After tossing out the variants that appeared to be harmless based on their frequency in public databases, the researchers were left with just 20 or so suspicious variants per person. They narrowed the variants down even further by looking at the predicted consequences and inheritance patterns for each genetic change.

"We make the underlying assumption that variants must be rare because if they weren't rare then the prevalence of the disease would be much higher. The second assumption we make is that the particular variant must have an impact on protein function," Mootha explained.

In both patients, the genetic search led to mutations in MTFMT, an enzyme that formylates a transfer RNA that shuttles the amino acid methionine in the mitochondrion. Within animal cells, this methionine-tRNA not only transfers methionine but also initiates translation.

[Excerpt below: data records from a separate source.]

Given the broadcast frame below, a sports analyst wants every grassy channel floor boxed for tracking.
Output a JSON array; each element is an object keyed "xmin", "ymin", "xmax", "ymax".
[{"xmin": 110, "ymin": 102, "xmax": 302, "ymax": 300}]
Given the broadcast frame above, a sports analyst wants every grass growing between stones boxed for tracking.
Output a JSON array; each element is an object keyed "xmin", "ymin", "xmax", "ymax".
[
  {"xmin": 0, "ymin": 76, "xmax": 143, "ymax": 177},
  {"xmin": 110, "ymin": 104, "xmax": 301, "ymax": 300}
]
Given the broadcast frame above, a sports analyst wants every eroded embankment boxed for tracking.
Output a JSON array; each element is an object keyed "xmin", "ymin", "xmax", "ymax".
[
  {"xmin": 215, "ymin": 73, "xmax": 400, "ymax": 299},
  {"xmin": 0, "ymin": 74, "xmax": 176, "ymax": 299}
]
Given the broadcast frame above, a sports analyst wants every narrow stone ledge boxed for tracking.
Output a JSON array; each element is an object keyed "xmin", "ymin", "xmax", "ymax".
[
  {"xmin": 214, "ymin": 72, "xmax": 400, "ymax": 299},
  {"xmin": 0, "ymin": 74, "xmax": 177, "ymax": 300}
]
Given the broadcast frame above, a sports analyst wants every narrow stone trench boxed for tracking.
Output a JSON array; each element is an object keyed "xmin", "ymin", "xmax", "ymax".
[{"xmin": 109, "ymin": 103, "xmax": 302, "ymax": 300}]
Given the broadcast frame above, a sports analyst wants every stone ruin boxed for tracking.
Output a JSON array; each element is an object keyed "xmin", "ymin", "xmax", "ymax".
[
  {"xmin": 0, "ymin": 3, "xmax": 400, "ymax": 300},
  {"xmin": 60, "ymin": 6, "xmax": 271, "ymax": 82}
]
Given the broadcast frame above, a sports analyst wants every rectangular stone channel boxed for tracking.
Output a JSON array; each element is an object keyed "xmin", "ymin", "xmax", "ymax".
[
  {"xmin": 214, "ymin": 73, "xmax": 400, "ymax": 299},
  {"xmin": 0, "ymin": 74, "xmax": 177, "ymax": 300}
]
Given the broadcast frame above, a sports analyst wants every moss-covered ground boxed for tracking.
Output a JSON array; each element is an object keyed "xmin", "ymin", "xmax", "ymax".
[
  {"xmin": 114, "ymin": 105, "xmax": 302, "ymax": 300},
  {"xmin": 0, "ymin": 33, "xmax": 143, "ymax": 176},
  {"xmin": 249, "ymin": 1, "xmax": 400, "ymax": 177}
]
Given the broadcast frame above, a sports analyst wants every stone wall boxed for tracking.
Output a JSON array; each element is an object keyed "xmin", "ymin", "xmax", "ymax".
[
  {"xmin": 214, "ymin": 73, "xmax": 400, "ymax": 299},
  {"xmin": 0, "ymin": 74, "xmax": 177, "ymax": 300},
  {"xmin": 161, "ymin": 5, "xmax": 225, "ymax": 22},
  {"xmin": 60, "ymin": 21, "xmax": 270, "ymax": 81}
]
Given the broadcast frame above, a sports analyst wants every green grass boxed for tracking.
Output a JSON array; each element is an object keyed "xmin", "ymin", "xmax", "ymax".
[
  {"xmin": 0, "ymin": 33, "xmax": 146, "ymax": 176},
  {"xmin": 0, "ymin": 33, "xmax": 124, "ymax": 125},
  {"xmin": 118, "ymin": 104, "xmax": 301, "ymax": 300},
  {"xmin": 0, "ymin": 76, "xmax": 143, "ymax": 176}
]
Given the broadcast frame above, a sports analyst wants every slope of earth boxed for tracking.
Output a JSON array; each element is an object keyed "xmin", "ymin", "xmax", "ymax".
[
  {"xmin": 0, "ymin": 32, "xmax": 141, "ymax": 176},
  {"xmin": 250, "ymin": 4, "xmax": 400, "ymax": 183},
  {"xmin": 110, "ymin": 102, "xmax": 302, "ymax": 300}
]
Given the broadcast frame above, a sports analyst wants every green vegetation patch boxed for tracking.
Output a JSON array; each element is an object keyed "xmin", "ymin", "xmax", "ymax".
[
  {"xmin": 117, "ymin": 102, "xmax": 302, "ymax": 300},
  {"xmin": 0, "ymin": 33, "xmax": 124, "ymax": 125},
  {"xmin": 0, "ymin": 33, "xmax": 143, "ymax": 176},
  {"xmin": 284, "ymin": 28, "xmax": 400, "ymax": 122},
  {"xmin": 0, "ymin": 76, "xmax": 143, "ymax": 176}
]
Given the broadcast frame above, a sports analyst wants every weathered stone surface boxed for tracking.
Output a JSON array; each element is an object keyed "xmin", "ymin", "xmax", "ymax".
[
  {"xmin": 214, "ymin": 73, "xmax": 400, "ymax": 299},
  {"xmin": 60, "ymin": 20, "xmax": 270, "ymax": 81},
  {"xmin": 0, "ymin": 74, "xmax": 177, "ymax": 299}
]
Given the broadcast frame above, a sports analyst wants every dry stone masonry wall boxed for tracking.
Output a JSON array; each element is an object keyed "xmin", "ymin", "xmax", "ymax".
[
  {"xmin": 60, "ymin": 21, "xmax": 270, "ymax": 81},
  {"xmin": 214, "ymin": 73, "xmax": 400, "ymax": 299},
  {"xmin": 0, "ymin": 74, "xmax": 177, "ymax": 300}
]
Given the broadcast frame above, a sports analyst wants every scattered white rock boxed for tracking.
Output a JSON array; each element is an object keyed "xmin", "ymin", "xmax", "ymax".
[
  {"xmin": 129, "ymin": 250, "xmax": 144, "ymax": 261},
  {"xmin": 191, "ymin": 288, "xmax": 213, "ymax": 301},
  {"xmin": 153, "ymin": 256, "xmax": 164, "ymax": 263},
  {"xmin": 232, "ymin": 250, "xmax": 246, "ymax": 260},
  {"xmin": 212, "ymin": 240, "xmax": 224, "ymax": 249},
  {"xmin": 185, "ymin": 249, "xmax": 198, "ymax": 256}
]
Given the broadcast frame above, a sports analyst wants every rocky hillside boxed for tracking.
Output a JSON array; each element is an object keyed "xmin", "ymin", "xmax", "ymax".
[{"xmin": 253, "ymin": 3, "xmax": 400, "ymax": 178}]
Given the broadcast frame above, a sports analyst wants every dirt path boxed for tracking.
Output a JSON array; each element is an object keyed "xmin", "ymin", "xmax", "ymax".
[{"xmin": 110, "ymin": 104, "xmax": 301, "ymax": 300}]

The tRNA is formylated by MTFMT prior to translation initiation.

Through a series of follow-up experiments in patient fibroblast cells, the researchers found evidence that the MTFMT mutations led to lower-than-usual levels of formylated methionine-tRNA in the individuals' mitochondria that, in turn, hindered efficient protein translation in the mitochondria.

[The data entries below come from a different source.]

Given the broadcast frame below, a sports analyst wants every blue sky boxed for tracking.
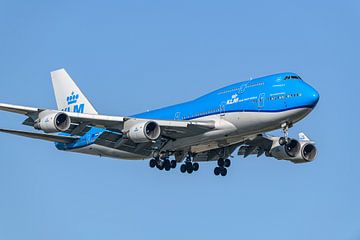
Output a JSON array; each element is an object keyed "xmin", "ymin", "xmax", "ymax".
[{"xmin": 0, "ymin": 0, "xmax": 360, "ymax": 240}]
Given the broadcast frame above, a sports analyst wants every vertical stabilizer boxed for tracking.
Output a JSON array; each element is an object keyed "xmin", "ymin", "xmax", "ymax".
[{"xmin": 51, "ymin": 69, "xmax": 98, "ymax": 114}]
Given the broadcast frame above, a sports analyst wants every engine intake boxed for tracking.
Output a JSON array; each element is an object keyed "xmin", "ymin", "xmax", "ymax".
[
  {"xmin": 128, "ymin": 121, "xmax": 161, "ymax": 143},
  {"xmin": 301, "ymin": 143, "xmax": 317, "ymax": 162},
  {"xmin": 285, "ymin": 139, "xmax": 300, "ymax": 157},
  {"xmin": 34, "ymin": 112, "xmax": 71, "ymax": 133}
]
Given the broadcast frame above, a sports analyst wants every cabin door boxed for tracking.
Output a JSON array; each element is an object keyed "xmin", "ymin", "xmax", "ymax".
[{"xmin": 258, "ymin": 93, "xmax": 265, "ymax": 109}]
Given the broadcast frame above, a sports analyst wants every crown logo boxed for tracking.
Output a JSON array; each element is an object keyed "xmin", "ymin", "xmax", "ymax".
[{"xmin": 66, "ymin": 92, "xmax": 79, "ymax": 105}]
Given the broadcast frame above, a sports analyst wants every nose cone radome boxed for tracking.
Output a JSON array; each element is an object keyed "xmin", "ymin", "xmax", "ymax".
[{"xmin": 306, "ymin": 85, "xmax": 320, "ymax": 108}]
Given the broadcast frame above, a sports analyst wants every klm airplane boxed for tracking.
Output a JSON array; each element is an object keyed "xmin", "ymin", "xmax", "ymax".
[{"xmin": 0, "ymin": 69, "xmax": 319, "ymax": 176}]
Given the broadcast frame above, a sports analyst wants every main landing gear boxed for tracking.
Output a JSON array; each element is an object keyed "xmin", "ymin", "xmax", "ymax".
[
  {"xmin": 180, "ymin": 156, "xmax": 200, "ymax": 174},
  {"xmin": 149, "ymin": 158, "xmax": 176, "ymax": 171},
  {"xmin": 214, "ymin": 158, "xmax": 231, "ymax": 177}
]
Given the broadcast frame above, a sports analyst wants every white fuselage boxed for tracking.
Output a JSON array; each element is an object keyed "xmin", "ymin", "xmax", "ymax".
[{"xmin": 70, "ymin": 108, "xmax": 312, "ymax": 160}]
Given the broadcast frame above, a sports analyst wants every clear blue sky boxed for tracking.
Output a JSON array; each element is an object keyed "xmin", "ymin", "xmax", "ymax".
[{"xmin": 0, "ymin": 0, "xmax": 360, "ymax": 240}]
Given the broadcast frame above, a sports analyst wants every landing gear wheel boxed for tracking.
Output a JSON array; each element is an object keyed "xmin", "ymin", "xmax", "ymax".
[
  {"xmin": 220, "ymin": 168, "xmax": 227, "ymax": 177},
  {"xmin": 218, "ymin": 158, "xmax": 225, "ymax": 167},
  {"xmin": 164, "ymin": 163, "xmax": 171, "ymax": 171},
  {"xmin": 214, "ymin": 167, "xmax": 221, "ymax": 176},
  {"xmin": 193, "ymin": 163, "xmax": 199, "ymax": 172},
  {"xmin": 157, "ymin": 163, "xmax": 164, "ymax": 170},
  {"xmin": 180, "ymin": 164, "xmax": 186, "ymax": 173},
  {"xmin": 149, "ymin": 159, "xmax": 156, "ymax": 168},
  {"xmin": 224, "ymin": 159, "xmax": 231, "ymax": 167},
  {"xmin": 163, "ymin": 159, "xmax": 171, "ymax": 171},
  {"xmin": 279, "ymin": 137, "xmax": 286, "ymax": 146}
]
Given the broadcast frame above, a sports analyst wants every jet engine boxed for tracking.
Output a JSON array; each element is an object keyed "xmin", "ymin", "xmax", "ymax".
[
  {"xmin": 128, "ymin": 121, "xmax": 161, "ymax": 143},
  {"xmin": 34, "ymin": 112, "xmax": 71, "ymax": 133},
  {"xmin": 268, "ymin": 139, "xmax": 317, "ymax": 163}
]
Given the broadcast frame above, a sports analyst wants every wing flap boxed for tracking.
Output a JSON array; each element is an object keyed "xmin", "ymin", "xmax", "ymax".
[
  {"xmin": 0, "ymin": 129, "xmax": 78, "ymax": 143},
  {"xmin": 0, "ymin": 103, "xmax": 39, "ymax": 115}
]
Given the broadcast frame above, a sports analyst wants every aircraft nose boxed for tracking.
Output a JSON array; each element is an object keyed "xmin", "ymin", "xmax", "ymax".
[{"xmin": 307, "ymin": 86, "xmax": 320, "ymax": 108}]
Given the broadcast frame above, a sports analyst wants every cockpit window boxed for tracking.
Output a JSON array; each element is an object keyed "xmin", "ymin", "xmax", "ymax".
[{"xmin": 284, "ymin": 76, "xmax": 301, "ymax": 80}]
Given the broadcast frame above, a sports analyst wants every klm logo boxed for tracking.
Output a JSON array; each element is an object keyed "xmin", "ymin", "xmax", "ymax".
[
  {"xmin": 226, "ymin": 94, "xmax": 239, "ymax": 105},
  {"xmin": 62, "ymin": 92, "xmax": 85, "ymax": 113}
]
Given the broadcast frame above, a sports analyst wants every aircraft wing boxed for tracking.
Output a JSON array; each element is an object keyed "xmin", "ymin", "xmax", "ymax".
[
  {"xmin": 0, "ymin": 129, "xmax": 78, "ymax": 143},
  {"xmin": 0, "ymin": 104, "xmax": 215, "ymax": 139}
]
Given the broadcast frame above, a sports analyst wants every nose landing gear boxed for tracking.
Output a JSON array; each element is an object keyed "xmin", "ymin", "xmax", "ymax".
[
  {"xmin": 149, "ymin": 156, "xmax": 177, "ymax": 171},
  {"xmin": 279, "ymin": 122, "xmax": 292, "ymax": 146},
  {"xmin": 214, "ymin": 158, "xmax": 231, "ymax": 177}
]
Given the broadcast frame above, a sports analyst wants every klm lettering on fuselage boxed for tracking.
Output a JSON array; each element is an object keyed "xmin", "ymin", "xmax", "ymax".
[
  {"xmin": 226, "ymin": 94, "xmax": 239, "ymax": 105},
  {"xmin": 62, "ymin": 92, "xmax": 85, "ymax": 113}
]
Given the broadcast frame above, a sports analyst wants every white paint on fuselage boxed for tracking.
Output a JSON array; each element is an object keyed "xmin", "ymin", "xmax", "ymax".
[{"xmin": 71, "ymin": 108, "xmax": 312, "ymax": 160}]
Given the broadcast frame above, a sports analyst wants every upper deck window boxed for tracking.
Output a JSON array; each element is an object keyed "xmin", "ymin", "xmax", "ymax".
[{"xmin": 284, "ymin": 76, "xmax": 301, "ymax": 80}]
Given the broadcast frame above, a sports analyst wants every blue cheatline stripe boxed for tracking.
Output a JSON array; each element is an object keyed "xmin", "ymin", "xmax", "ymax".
[{"xmin": 183, "ymin": 105, "xmax": 314, "ymax": 121}]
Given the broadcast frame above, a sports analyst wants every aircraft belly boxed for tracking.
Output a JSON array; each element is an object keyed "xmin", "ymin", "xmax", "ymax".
[
  {"xmin": 70, "ymin": 144, "xmax": 149, "ymax": 160},
  {"xmin": 164, "ymin": 108, "xmax": 311, "ymax": 152}
]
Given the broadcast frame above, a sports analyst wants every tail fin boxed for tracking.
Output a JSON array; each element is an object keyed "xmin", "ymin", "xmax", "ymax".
[{"xmin": 51, "ymin": 69, "xmax": 98, "ymax": 114}]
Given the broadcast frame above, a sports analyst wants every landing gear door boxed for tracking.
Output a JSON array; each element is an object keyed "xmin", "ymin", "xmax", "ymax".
[
  {"xmin": 220, "ymin": 102, "xmax": 226, "ymax": 117},
  {"xmin": 258, "ymin": 93, "xmax": 265, "ymax": 109}
]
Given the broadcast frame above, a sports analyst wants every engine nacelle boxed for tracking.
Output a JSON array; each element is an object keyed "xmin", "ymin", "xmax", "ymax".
[
  {"xmin": 34, "ymin": 112, "xmax": 71, "ymax": 133},
  {"xmin": 128, "ymin": 121, "xmax": 161, "ymax": 143},
  {"xmin": 268, "ymin": 139, "xmax": 317, "ymax": 163}
]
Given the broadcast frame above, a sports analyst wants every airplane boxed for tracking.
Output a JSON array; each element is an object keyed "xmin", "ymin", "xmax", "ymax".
[{"xmin": 0, "ymin": 69, "xmax": 319, "ymax": 176}]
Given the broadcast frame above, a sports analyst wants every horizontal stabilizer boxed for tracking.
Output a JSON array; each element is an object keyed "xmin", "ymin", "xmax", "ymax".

"[W]e have used MitoExome sequencing to identify MTFMT as a gene underpinning combined OXPHOS deficiency associated with Leigh syndrome," the researchers wrote. "More generally, this study demonstrates how MitoExome sequencing can reveal insights into basic biochemistry and the molecular basis of mitochondrial disease."

'One Stop Shop'

Those involved in the Leigh syndrome study say the same approach holds promise for diagnosing other mitochondria-related conditions, since it is cheaper than whole-genome or whole-exome sequencing, provides information on both mitochondrial and nuclear DNA, and does not rely on information about an individual's family history.

"In essence, what we're trying to generate is kind of a 'one stop shop' for looking at genes known to be involved in mitochondrial disorders and a huge range of candidates," Thorburn said.

The deep coverage of the mitochondrial DNA provided by MitoExome sequencing also aids in mitochondrial genome assembly and, in some cases, points to deletions larger than those usually visible with high-throughput sequencing alone, he noted.

Although the sequencing technology is fairly straightforward at this point, challenges remain in systematically analyzing and categorizing sequence variants to narrow in on relevant mutations.

"The key part of our approach is the bioinformatics strategy and getting down to a manageable number of variants to prioritize and then being able to validate that by experimental approaches," Thorburn said. "That's really still the challenge for bringing these sorts of studies into the clinic."

At the moment, he estimates that the MitoExome sequencing approach would uncover disease-causing genes in about half of OXPHOS cases. Nevertheless, for many individuals with mitochondrial disease, detailed experimental follow-up will probably still be needed to sift through the genetic changes identified in the MitoExome data.

"In a clinical sense, this is essentially ready to be used in a diagnostic context," Thorburn said, "but it does require quite extensive experimental follow-up as well as the sequencing."

As more genome sequence data and analysis tools become available as a result of large sequencing studies such as the 1000 Genomes Project, Thorburn predicts that it will become easier to interpret and analyze sequence data to find clinically relevant variants.

While Mootha said he and his colleagues might eventually do some whole-genome sequencing studies of mitochondrial disorders, the researchers are currently working to apply their MitoExome sequencing approach to a much larger group of individuals.

"There are a lot of applications of exome sequencing in general to individual cases or to individual families," Mootha said, "but we have some ongoing studies right now that will apply this to entire cohorts."